Nos creemos los más listos y modernos del barrio. Nos calzamos nuestras camisas de cuadros y nuestras gafas de pasta como si nadie lo hubiera hecho antes. Usamos filtros para que nuestras fotos parezcan hechas hace una década, pretendiendo tal vez rememorar una infancia en Super 8 que no tuvimos y hacer ahora las instantáneas amarillentas que faltan en nuestro álbum. Jugamos a rescatar las Polaroid que murieron porque ya nadie las usaba, mientras en el plato gira el último vinilo del grupo indie de moda.

El filtro de estrellitas que ya en su día era una horterada vuelve ahora como novedad de alguna cámara de penúltima generación y desde que Instagram cuesta 1.000 millones de dólares y lo pueden usar los pobres con sus Android de mierda ya no mola tanto. Pero para pasar el rato seguimos aplicando el filtro miniatura a cualquier cosa que se nos ocurra y nos apuntamos a hacer un time-lapse para estar a la última, atentos por ver si podemos ser los primeros en abanderar la próxima moda fotográfica.

Y entonces, una noche de sábado rebuscas entre los DVD y vuelves a ver Smoke. Y descubres que el bueno de Harvey Keitel ya hacía eso hace muchos años. Cada día a la misma hora en su esquina de Brooklyn, con un paquete de cigarrillos en el bolsillo de su camisa blanca.
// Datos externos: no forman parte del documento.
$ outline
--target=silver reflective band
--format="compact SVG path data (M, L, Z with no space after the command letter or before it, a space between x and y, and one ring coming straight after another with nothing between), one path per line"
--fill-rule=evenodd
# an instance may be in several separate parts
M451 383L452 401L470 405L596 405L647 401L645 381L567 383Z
Clac. Sin metadatos, ni geolocalización ni nada. Cuando salir a hacer fotos no se llamaba ir de street photography y, así en general, había bastante menos tontería. Tan sólo una pequeña libreta para anotar los datos. Cuanto tampoco existía la apremiante necesidad de enseñar al mundo tus foto dos segundos después de sacarla.